A publication of the American Psychological Association,, suggests the High Five method for identifying good preschool or child care programs. (You can download a brochure about this model from the website.) In addition to describing the High Five approach, the brochure reminds parents that their job is not finished when they have chosen a program for their child, but that questions need to be asked on a regular basis, because programs change (and of course children do, too).

Here are the five questions parents are advised to ask about any program for young children:

1.   What is happening in the classroom?
Are children engaged and enjoying what they do? Would the activities interest your child or take into account any special needs she may have? Is there flexibility, so not all children have to do the same thing at the same time? Do children have any choices?
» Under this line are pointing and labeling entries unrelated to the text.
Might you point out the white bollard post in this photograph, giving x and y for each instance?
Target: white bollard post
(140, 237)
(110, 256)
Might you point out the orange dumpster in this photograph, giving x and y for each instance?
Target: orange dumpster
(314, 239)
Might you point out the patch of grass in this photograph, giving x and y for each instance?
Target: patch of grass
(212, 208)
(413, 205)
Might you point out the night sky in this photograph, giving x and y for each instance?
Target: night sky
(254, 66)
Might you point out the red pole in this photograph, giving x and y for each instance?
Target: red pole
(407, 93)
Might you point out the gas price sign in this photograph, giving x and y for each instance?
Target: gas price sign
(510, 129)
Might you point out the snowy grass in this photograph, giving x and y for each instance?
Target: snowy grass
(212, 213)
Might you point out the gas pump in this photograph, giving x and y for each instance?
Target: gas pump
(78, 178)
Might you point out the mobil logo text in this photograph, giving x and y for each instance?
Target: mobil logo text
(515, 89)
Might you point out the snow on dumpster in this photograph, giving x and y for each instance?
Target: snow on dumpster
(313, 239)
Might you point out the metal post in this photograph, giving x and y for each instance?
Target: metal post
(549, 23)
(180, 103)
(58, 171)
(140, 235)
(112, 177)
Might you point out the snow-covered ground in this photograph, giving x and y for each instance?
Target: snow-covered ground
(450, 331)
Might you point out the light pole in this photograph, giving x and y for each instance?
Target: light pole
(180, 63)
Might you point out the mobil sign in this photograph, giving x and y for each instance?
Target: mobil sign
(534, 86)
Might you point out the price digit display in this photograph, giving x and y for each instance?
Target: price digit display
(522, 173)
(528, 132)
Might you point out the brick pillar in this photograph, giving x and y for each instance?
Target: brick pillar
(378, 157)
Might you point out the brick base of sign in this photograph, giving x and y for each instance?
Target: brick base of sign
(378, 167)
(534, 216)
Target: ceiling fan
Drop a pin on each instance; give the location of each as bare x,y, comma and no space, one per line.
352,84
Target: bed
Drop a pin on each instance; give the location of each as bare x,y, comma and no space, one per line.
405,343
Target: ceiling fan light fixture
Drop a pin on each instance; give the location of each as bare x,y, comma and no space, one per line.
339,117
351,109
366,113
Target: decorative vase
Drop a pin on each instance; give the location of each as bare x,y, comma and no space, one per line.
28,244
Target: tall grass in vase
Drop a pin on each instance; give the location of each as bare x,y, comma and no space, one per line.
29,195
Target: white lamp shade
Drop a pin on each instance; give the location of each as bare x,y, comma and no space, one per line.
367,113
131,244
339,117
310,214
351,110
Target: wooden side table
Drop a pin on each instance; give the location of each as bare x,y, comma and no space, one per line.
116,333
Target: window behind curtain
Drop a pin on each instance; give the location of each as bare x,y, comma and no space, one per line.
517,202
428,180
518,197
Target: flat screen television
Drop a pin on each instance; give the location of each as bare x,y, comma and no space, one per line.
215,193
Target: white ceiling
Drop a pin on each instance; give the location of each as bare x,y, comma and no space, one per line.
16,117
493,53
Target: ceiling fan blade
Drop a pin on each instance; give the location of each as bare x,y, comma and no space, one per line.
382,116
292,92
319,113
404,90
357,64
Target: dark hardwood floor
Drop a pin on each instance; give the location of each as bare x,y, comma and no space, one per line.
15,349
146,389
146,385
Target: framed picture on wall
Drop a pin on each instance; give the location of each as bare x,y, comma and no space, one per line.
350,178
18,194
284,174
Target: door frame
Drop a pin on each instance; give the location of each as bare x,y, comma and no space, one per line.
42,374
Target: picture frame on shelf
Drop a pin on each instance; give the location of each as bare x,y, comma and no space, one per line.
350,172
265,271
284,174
2.      How do teachers and children get along?
Do children and teachers seem to enjoy being together? Do children treat each other with respect, and do teachers act respectfully toward other teachers? Is a warm, positive approach to others encouraged?

3.      How do teachers guide and, when needed, correct children’s behavior?
Is it clear to children what the rules are? Do teachers step in early and help children solve their problems? Do teachers appreciate and acknowledge positive behavior like helping another child or showing concern for someone?

4.      How do teachers talk with children?
Do teachers ask open-ended questions to encourage children to use language? Do they talk to children while the children are playing?  Do they talk in ways that focus on what and how the children are doing things, rather than general positive comments like “good job!” ?

5.      How do teachers communicate with parents?

Are parents welcome in the classroom? Do teachers speak to parents respectfully? Do teachers have methods for communicating to parents what a child has been doing that day? Do events regularly include children's families, and are families informed or invited?

As you can see, the questions suggested by David Kirp in his Times opinion piece and by the High Five project are somewhat different from each other, but the combined question list would be very helpful for parents choosing a preschool or child care setting—certainly more useful than making a decision just based on prior certification or on advertising of a well-known early education approach.  The High Five recommendation of continuing monitoring of any program is a good one, especially if a program goes through changes of director or other staff, or if the program is part of a for-profit franchise.